Sputnik Monroe, Patterson Hood and the Duality of the Southern Thing
Hello!
We’ve released two episodes since the last newsletter, and they’re both connected in a way. The first is about a rebellious and crusading wrestler named Sputnik Monroe. The second is an interview with Patterson Hood, co-founder of the band Drive-By Truckers whose songwriting has been a big inspiration for this show.
It was Patterson who first told me about Sputnik. In the early 60s, through a combination of benevolence and self-promotional zeal, Sputnik managed to desegregate the Ellis Auditorium, the biggest arena in Memphis at the time. He later toured the South as part a rare interracial tag team with a Black wrestler named Norvell Austin.
Patterson was drawn to Sputnik’s story and tried to write a song about him for years. But he never pulled it off. When we spoke, he offered to try and dig up some outtakes from an old hard drive. This would allow us to tell the story of Sputnik through different versions of an unreleased Drive-By Truckers song by Patterson Hood! The inherent (and wildly time-consuming) challenges of such a story structure for a weekly narrative podcast were overshadowed by the opportunity to hear one of my favorite musicians muse on his creative process while intercutting different versions of a Truckers song no one except his bandmates has ever heard.
This may be the best episode we ever do, I thought.
But Patterson never found the recordings.
So we split the difference. I found three great talkers — Jerry Phillips, son of the legendary rock and roll producer Sam Phillips; writer and filmmaker Robert Gordon, who wrote the book It Came From Memphis; and wrestling historian Steve Johnson, who probably knows more about the history of wrestling heels than anyone alive — and did our own episode about Sputnik.

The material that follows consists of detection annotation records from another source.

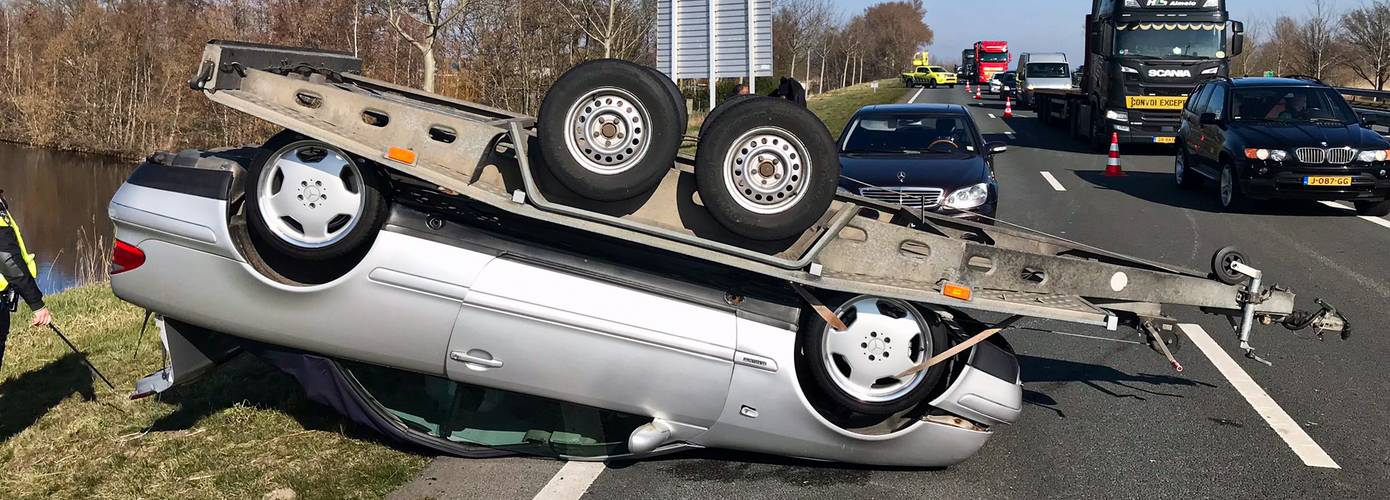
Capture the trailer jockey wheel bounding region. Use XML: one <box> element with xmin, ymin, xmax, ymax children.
<box><xmin>537</xmin><ymin>60</ymin><xmax>685</xmax><ymax>201</ymax></box>
<box><xmin>801</xmin><ymin>296</ymin><xmax>949</xmax><ymax>415</ymax></box>
<box><xmin>245</xmin><ymin>133</ymin><xmax>388</xmax><ymax>261</ymax></box>
<box><xmin>1212</xmin><ymin>246</ymin><xmax>1250</xmax><ymax>285</ymax></box>
<box><xmin>695</xmin><ymin>97</ymin><xmax>840</xmax><ymax>240</ymax></box>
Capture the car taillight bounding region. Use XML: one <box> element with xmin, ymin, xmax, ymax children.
<box><xmin>111</xmin><ymin>240</ymin><xmax>145</xmax><ymax>275</ymax></box>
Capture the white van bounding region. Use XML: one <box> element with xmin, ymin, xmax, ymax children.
<box><xmin>1017</xmin><ymin>53</ymin><xmax>1072</xmax><ymax>108</ymax></box>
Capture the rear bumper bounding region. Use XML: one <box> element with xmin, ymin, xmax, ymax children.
<box><xmin>1241</xmin><ymin>175</ymin><xmax>1390</xmax><ymax>201</ymax></box>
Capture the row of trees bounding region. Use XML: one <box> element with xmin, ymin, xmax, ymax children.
<box><xmin>0</xmin><ymin>0</ymin><xmax>931</xmax><ymax>156</ymax></box>
<box><xmin>1232</xmin><ymin>0</ymin><xmax>1390</xmax><ymax>90</ymax></box>
<box><xmin>773</xmin><ymin>0</ymin><xmax>933</xmax><ymax>93</ymax></box>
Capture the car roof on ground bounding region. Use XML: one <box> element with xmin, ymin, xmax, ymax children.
<box><xmin>855</xmin><ymin>103</ymin><xmax>969</xmax><ymax>115</ymax></box>
<box><xmin>1230</xmin><ymin>76</ymin><xmax>1327</xmax><ymax>88</ymax></box>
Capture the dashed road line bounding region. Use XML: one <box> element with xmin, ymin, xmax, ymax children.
<box><xmin>1179</xmin><ymin>324</ymin><xmax>1341</xmax><ymax>468</ymax></box>
<box><xmin>532</xmin><ymin>460</ymin><xmax>606</xmax><ymax>500</ymax></box>
<box><xmin>1038</xmin><ymin>171</ymin><xmax>1066</xmax><ymax>192</ymax></box>
<box><xmin>1318</xmin><ymin>200</ymin><xmax>1390</xmax><ymax>228</ymax></box>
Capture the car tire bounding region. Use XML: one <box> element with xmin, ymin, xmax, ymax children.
<box><xmin>1216</xmin><ymin>161</ymin><xmax>1250</xmax><ymax>213</ymax></box>
<box><xmin>695</xmin><ymin>97</ymin><xmax>840</xmax><ymax>240</ymax></box>
<box><xmin>242</xmin><ymin>133</ymin><xmax>389</xmax><ymax>261</ymax></box>
<box><xmin>1173</xmin><ymin>144</ymin><xmax>1202</xmax><ymax>189</ymax></box>
<box><xmin>799</xmin><ymin>296</ymin><xmax>949</xmax><ymax>417</ymax></box>
<box><xmin>1352</xmin><ymin>200</ymin><xmax>1390</xmax><ymax>217</ymax></box>
<box><xmin>537</xmin><ymin>60</ymin><xmax>685</xmax><ymax>201</ymax></box>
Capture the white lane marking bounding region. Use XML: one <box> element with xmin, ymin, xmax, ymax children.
<box><xmin>1038</xmin><ymin>171</ymin><xmax>1066</xmax><ymax>190</ymax></box>
<box><xmin>1318</xmin><ymin>201</ymin><xmax>1390</xmax><ymax>228</ymax></box>
<box><xmin>1177</xmin><ymin>324</ymin><xmax>1341</xmax><ymax>468</ymax></box>
<box><xmin>532</xmin><ymin>460</ymin><xmax>605</xmax><ymax>500</ymax></box>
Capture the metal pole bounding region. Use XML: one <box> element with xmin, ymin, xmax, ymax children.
<box><xmin>744</xmin><ymin>0</ymin><xmax>758</xmax><ymax>93</ymax></box>
<box><xmin>705</xmin><ymin>0</ymin><xmax>719</xmax><ymax>110</ymax></box>
<box><xmin>49</xmin><ymin>324</ymin><xmax>115</xmax><ymax>390</ymax></box>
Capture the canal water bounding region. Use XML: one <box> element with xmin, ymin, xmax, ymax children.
<box><xmin>0</xmin><ymin>143</ymin><xmax>136</xmax><ymax>293</ymax></box>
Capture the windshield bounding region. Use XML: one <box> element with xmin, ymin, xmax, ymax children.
<box><xmin>980</xmin><ymin>51</ymin><xmax>1009</xmax><ymax>63</ymax></box>
<box><xmin>1027</xmin><ymin>63</ymin><xmax>1068</xmax><ymax>78</ymax></box>
<box><xmin>1230</xmin><ymin>88</ymin><xmax>1357</xmax><ymax>124</ymax></box>
<box><xmin>1115</xmin><ymin>24</ymin><xmax>1226</xmax><ymax>58</ymax></box>
<box><xmin>842</xmin><ymin>114</ymin><xmax>976</xmax><ymax>154</ymax></box>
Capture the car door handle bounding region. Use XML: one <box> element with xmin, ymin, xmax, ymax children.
<box><xmin>449</xmin><ymin>349</ymin><xmax>502</xmax><ymax>368</ymax></box>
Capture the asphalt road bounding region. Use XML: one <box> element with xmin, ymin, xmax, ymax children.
<box><xmin>397</xmin><ymin>88</ymin><xmax>1390</xmax><ymax>499</ymax></box>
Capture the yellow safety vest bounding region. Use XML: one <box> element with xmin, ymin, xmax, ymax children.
<box><xmin>0</xmin><ymin>214</ymin><xmax>39</xmax><ymax>292</ymax></box>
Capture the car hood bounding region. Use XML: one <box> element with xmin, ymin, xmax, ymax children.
<box><xmin>840</xmin><ymin>153</ymin><xmax>988</xmax><ymax>192</ymax></box>
<box><xmin>1236</xmin><ymin>124</ymin><xmax>1390</xmax><ymax>149</ymax></box>
<box><xmin>1029</xmin><ymin>78</ymin><xmax>1072</xmax><ymax>89</ymax></box>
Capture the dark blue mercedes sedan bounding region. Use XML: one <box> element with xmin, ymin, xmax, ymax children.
<box><xmin>840</xmin><ymin>104</ymin><xmax>1006</xmax><ymax>222</ymax></box>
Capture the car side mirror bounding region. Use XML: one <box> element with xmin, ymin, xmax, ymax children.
<box><xmin>1230</xmin><ymin>21</ymin><xmax>1245</xmax><ymax>57</ymax></box>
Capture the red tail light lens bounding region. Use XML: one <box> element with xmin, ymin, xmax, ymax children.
<box><xmin>111</xmin><ymin>240</ymin><xmax>145</xmax><ymax>275</ymax></box>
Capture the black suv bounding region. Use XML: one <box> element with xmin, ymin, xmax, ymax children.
<box><xmin>1173</xmin><ymin>78</ymin><xmax>1390</xmax><ymax>215</ymax></box>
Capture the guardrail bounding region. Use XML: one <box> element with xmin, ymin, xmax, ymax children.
<box><xmin>1333</xmin><ymin>88</ymin><xmax>1390</xmax><ymax>135</ymax></box>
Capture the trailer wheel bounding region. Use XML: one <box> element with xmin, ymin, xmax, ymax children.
<box><xmin>245</xmin><ymin>133</ymin><xmax>388</xmax><ymax>261</ymax></box>
<box><xmin>1212</xmin><ymin>246</ymin><xmax>1250</xmax><ymax>285</ymax></box>
<box><xmin>695</xmin><ymin>97</ymin><xmax>840</xmax><ymax>240</ymax></box>
<box><xmin>537</xmin><ymin>60</ymin><xmax>685</xmax><ymax>201</ymax></box>
<box><xmin>642</xmin><ymin>67</ymin><xmax>691</xmax><ymax>138</ymax></box>
<box><xmin>801</xmin><ymin>296</ymin><xmax>948</xmax><ymax>415</ymax></box>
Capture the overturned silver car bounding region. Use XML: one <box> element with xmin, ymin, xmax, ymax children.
<box><xmin>110</xmin><ymin>42</ymin><xmax>1350</xmax><ymax>467</ymax></box>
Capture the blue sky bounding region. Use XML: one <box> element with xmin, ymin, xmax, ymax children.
<box><xmin>835</xmin><ymin>0</ymin><xmax>1334</xmax><ymax>65</ymax></box>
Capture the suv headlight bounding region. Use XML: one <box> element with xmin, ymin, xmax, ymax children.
<box><xmin>942</xmin><ymin>182</ymin><xmax>990</xmax><ymax>210</ymax></box>
<box><xmin>1357</xmin><ymin>150</ymin><xmax>1386</xmax><ymax>163</ymax></box>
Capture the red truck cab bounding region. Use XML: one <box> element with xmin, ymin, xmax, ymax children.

I then interviewed Patterson — remotely — at his home in Portland, Oregon, as he sipped a cup of tea in his sun-drenched living room. His own life and evolution (he grew up in Florence, AL, as the son of David Hood, a bassist for the Muscle Shoals Rhythm Section, aka The Swampers) was so interesting we didn’t even touch on his failure to write that Sputnik Monroe song.
I hope you enjoy them.
Jed
P.S. After the Sputnik episode came out, a listener graciously informed me that, back in 2017, the musician Otis Gibbs beat Patterson to the punch and released a song titled, simply, Sputnik Monroe. It’s good!
P.P.S. You may recall our recent two-parter about Operation Sideswipe, the bizarre car insurance scam in New Orleans. One of my favorite writers, Patrick Radden Keefe (whose riveting new book, London Falling, just came out), recently published a big piece about it for The New Yorker. He was present for Vanessa Motta’s fraud trial and the story includes all sorts of crazy details I hadn’t heard before. Check it out here.
This is the second time in recent months that the old New Yorker has published a long narrative about a story we here at Gone South got to months earlier. (See “The Man Who Broke Into Jail” back in March.) I can’t say whether the folks at the NYer are listening to pod, but I will say they have great taste.


The Drive-by Truckers are amazing musicians, I have loved their music for years!! So cool to see them on this podcast. Can't wait to listen!
Patterson (and his bandmate Mike Cooley) are two of the best fucking songwriters alive today.